Aluminum is horrible at transferring heat so the floor loss can not be that great or the companies that use them to ship food would have addressed the issue before now. 
Franklin buncher and skidder
JD Processor
Woodmizer LT Super 70 and LT35 sawmill, KD250 kiln, BMS 250 sharpener and setter
Riehl Edger
Woodmaster 725 and 4000 planner and moulder
Enough cows to ensure there is no spare time.
White Oak Meadows

CHill8903

I don't want to create a problem if I'm overthinking it. I will back fill along the outside edges so air can't blow underneath. I also figured it's something I could do down the road if necessary but it would be a little easier before the track is in.  I think I'll see how it goes without.

Southside

I filled mine with washed stone, the wood chucks simply moved the stone out of their way... Oh well, they are neat to watch.
Franklin buncher and skidder
JD Processor
Woodmizer LT Super 70 and LT35 sawmill, KD250 kiln, BMS 250 sharpener and setter
Riehl Edger
Woodmaster 725 and 4000 planner and moulder
Enough cows to ensure there is no spare time.
White Oak Meadows

YellowHammer

I have open T slots, heating is never a problem.  It's nice to have a clean, metal floor for periodic cleaning and water pooling.  Most of the heat is generated by the compressor during the drying cycle, so is basically free, and mine has to spend a lot of time just power venting, anyway, because it hits max temps during the cycle.

During a sterilization cycle in the winter, however, air leaks are killers.  

The bigger leaks are around the door seals, the built in screened vent, and especially the louvered kiln vents can be very significant, even when they are "closed". They are not airtight.  

Certainly find and foam all of the refrigerator pass thoughts and access conduits.  Seal the electrical pass through as well as the drip tube.  Put a "P trap" in the drip tube to prevent airflow.  Reseal the wall to ceiling joints.  I've gone out in the cold mornings and seen vapor steaming from the vents even when they were closed.  The door seals in mine were replaced and work great.  During the winter, I put duct tape over the vents during sterilization to seal things up.  Remember that the kiln system has a low pressure and high pressure side so will aggressively want to suck in and expel outside air. That's why small holes are big leaks.  
YellowHammerisms:

Take steps to save steps.

If it won't roll, its not a log; it's still a tree.  Sawmills cut logs, not trees.

Kiln drying wood: When the cookies are burned, they're burned, and you can't fix them.

Sawing is fun for the first couple million boards.

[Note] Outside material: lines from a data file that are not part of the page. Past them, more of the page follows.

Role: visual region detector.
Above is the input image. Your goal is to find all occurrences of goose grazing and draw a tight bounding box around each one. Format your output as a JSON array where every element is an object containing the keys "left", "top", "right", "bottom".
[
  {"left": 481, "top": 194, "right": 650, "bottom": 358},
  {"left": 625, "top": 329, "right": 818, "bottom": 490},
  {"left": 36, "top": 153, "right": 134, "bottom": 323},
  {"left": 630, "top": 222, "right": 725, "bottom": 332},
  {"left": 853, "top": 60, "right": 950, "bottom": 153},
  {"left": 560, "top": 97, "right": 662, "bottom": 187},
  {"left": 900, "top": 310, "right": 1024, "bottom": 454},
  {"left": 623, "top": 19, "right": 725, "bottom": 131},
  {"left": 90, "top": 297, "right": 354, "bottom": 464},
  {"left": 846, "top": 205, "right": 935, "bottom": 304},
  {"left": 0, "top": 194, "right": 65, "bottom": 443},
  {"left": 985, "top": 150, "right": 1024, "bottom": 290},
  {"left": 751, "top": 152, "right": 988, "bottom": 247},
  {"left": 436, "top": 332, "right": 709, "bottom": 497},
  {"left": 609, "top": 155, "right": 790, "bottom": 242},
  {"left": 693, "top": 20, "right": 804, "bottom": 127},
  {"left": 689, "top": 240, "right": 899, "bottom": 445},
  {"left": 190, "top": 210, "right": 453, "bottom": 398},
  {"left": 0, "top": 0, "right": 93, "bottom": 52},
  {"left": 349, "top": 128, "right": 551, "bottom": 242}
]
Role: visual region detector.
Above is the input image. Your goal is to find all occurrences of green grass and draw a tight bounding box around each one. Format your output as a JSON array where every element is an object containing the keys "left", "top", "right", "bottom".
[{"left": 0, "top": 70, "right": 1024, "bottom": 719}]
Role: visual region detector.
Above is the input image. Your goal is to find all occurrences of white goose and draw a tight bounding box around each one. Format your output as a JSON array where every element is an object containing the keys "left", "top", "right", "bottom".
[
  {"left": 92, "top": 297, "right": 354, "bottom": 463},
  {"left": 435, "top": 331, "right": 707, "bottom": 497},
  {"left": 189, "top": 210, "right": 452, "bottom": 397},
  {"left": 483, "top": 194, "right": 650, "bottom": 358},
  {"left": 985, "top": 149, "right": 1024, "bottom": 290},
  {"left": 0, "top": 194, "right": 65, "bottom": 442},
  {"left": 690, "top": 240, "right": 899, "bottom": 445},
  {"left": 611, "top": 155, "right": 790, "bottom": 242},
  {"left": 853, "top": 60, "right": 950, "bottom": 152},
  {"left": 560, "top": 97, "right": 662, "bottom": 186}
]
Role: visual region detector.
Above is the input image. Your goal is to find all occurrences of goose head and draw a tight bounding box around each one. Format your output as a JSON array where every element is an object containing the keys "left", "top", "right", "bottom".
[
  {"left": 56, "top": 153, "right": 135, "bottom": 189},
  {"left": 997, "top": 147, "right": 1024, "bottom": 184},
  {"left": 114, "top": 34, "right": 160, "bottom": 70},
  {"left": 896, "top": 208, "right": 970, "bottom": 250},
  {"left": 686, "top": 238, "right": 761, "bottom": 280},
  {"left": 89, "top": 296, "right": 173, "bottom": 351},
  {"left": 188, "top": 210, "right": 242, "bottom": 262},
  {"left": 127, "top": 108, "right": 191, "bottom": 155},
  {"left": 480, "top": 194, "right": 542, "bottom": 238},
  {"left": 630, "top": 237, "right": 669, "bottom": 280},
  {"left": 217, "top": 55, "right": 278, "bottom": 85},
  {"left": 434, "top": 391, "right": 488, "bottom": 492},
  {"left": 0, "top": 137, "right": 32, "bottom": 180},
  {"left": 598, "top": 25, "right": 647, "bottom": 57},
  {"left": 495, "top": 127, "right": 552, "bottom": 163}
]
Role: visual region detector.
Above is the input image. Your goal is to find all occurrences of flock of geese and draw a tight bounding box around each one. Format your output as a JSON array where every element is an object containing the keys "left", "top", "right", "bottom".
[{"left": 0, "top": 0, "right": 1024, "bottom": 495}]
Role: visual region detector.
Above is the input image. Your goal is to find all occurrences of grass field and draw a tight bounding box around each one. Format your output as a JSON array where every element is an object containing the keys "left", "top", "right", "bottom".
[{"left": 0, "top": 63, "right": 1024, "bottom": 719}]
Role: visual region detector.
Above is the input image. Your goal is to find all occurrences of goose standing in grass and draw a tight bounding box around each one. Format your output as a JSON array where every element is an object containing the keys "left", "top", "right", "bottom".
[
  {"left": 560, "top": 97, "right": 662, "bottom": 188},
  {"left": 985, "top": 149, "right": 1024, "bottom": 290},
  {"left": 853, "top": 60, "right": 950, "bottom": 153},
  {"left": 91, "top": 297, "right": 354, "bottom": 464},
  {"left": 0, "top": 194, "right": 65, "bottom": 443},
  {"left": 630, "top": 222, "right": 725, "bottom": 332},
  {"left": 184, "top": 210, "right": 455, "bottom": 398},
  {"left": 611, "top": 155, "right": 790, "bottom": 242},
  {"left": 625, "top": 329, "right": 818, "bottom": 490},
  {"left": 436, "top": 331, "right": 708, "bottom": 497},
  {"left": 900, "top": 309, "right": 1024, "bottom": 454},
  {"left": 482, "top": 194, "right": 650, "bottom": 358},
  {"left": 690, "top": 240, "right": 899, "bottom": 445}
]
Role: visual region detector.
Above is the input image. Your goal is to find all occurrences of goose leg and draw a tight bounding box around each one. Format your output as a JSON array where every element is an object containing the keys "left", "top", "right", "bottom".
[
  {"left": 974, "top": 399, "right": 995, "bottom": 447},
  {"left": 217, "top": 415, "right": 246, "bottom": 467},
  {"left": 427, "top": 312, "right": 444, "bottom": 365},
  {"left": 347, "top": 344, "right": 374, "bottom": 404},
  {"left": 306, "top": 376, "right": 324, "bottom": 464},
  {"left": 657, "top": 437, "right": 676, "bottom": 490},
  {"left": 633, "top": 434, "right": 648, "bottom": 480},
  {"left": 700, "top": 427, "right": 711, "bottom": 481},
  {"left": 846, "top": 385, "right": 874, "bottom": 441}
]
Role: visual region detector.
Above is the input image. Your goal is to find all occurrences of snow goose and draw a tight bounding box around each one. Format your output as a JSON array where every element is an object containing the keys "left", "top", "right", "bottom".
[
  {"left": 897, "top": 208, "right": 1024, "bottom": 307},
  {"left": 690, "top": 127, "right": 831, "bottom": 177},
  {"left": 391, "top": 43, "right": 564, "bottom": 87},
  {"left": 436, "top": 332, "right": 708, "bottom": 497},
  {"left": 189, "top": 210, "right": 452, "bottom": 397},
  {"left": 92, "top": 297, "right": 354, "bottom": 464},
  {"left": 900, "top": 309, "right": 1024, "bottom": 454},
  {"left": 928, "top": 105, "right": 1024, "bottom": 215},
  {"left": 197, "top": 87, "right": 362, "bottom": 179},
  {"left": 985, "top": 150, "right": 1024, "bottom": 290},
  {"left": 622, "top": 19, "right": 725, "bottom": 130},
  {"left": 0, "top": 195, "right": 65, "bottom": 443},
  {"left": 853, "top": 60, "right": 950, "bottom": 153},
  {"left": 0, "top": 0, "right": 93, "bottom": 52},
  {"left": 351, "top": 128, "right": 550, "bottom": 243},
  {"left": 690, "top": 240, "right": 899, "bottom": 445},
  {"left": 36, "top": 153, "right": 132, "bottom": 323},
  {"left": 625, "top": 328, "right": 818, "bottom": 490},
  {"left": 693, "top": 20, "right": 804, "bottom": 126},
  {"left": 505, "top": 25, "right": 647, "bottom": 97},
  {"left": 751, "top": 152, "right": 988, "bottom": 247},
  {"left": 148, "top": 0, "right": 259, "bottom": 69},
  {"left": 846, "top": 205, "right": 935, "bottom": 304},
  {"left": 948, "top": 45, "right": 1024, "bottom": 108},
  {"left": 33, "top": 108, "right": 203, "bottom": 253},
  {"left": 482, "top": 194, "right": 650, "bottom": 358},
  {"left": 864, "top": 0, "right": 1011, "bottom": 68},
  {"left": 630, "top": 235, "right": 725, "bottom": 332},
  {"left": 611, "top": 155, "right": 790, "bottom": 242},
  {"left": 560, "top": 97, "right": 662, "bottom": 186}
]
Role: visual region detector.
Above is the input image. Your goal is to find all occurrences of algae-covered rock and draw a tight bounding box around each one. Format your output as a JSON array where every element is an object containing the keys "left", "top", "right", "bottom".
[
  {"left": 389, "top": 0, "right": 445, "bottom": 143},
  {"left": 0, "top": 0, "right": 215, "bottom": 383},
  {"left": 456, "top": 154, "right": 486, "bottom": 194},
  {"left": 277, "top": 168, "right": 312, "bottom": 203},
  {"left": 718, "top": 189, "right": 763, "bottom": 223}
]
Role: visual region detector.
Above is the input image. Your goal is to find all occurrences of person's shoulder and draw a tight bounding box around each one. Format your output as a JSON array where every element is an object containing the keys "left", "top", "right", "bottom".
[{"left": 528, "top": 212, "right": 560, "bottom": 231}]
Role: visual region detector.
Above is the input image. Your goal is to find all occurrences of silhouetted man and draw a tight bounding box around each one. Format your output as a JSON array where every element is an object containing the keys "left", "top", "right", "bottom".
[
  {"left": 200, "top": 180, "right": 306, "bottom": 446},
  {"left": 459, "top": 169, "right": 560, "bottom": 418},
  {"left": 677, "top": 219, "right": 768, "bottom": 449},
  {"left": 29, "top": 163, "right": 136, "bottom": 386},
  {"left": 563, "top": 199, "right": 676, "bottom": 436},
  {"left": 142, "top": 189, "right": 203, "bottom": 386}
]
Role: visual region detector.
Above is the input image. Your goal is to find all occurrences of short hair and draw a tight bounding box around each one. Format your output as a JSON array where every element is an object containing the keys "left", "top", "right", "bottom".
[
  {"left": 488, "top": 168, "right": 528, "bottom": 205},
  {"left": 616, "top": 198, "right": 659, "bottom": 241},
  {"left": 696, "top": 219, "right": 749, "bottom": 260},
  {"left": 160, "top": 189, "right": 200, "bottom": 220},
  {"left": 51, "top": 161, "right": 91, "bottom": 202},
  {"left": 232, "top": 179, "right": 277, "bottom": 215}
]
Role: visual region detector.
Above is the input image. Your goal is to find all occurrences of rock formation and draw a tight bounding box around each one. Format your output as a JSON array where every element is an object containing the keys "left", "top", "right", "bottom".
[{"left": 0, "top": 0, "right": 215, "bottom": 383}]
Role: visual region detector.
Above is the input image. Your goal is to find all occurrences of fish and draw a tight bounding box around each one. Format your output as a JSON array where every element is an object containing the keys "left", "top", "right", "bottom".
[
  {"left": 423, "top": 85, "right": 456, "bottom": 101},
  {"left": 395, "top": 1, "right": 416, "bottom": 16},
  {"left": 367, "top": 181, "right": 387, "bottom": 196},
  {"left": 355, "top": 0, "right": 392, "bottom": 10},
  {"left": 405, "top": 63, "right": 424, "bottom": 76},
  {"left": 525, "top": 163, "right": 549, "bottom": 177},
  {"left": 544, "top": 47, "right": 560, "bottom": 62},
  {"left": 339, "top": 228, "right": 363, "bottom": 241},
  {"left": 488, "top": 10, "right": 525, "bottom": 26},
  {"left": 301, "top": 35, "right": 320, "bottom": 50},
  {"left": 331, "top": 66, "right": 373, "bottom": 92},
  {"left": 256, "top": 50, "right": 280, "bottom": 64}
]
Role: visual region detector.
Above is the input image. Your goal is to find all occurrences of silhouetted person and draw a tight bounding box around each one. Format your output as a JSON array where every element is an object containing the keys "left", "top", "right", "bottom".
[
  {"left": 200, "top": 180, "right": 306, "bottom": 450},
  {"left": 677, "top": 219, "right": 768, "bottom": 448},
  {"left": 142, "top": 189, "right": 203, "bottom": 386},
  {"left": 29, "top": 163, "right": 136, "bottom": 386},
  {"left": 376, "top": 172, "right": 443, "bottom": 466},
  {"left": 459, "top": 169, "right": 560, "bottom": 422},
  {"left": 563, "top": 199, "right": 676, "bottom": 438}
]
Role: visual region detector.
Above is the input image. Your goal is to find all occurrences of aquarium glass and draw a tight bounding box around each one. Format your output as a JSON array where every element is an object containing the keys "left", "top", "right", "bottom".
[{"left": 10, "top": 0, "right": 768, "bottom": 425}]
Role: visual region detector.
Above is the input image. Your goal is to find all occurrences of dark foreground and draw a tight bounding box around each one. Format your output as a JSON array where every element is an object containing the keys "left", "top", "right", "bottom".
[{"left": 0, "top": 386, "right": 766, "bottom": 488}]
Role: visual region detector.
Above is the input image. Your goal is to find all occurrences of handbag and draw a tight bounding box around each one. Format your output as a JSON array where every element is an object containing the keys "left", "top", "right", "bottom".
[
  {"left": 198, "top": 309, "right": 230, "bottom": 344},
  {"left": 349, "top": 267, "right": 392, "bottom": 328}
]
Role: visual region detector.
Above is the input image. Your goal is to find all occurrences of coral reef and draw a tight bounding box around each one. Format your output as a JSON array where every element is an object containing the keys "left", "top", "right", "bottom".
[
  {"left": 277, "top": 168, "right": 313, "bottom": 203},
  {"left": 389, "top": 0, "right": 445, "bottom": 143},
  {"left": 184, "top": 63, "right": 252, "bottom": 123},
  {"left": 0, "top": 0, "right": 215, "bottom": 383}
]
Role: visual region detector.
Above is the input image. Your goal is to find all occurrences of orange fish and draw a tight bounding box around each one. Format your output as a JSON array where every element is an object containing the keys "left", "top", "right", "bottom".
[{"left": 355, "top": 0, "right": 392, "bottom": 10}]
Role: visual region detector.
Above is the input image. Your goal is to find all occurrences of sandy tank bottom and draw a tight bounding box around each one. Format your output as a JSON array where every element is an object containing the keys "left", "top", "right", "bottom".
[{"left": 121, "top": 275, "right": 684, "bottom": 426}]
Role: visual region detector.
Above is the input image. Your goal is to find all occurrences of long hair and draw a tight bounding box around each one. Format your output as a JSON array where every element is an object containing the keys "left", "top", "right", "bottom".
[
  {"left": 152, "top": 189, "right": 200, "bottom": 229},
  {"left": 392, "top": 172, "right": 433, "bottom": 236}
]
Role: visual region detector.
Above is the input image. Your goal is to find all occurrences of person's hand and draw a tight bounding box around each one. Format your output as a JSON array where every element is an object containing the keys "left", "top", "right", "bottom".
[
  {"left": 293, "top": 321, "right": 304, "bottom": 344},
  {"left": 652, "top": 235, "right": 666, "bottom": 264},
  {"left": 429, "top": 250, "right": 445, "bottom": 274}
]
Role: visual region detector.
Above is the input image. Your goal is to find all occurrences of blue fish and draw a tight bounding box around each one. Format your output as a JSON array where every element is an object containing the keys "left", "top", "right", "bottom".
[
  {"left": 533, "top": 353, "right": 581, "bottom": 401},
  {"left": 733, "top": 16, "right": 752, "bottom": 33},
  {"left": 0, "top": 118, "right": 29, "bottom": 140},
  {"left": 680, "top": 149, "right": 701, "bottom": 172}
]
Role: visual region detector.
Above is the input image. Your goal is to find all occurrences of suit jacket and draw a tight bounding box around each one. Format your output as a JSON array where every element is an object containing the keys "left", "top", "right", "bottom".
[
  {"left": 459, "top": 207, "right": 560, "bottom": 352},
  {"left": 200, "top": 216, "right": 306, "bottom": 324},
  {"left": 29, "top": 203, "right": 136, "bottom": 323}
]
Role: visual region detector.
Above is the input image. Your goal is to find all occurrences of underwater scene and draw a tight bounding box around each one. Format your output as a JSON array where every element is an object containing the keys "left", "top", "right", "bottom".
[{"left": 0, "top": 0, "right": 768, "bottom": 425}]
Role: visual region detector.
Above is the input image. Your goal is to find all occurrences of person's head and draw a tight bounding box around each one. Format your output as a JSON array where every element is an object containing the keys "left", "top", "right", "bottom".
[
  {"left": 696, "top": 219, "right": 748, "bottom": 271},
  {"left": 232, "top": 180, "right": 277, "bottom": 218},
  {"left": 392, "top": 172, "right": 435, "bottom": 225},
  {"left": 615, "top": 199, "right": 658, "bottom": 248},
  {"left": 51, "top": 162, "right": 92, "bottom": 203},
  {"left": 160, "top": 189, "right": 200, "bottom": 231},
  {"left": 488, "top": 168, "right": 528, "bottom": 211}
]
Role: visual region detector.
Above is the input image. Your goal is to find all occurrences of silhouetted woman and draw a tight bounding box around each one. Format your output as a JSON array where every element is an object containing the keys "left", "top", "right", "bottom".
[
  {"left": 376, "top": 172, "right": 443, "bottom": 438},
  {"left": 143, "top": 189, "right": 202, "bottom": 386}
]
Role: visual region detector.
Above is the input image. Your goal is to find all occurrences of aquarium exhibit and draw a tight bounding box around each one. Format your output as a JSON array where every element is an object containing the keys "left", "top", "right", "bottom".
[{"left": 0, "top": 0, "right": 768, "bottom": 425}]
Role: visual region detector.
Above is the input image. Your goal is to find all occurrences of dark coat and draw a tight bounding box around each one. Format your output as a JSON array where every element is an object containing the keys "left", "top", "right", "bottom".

Be smarter than the sawdust

CHill8903

Thanks for all the insight, I have 2 stick built kilns and door seals and air leaks are a constant battle in the winter, that was half the reason for going with the container on this one since they are so tight to begin with.

YellowHammer

You are right, container kilns are tight, and stay that way.  My door seals are as good as the day they were installed, although my stick built  requires constant maintenance.

Typically, the only leaks in a container kiln are the penetrations introduced during the construction phase.  Once sealed, they pretty much stay sealed, year after year.

The louvered vents are the only leaks I have, as far as I can tell and the only time they are an issue is in the cold of winter.  They leak where the louveres are pin hinged into the sides of the fram.  In order to pivot correctly, there must be some clearance for movement, and that's where the leaks are.  It's not much, but since everything else is so tight in a container kiln, they are the ones I notice. At one time I used a couple magnetic car door signs as seals and placed them over the vents during sterilization.

I think you will really like the longevity and zero maintence of a container kiln, as compared to stickbuilt.  
YellowHammerisms:

Take steps to save steps.

If it won't roll, its not a log; it's still a tree.  Sawmills cut logs, not trees.

Kiln drying wood: When the cookies are burned, they're burned, and you can't fix them.

Sawing is fun for the first couple million boards.

Be smarter than the sawdust

Crusarius

Could make a shutter and just close it when you need to. simple hinged shutter with a seal that goes over the louver.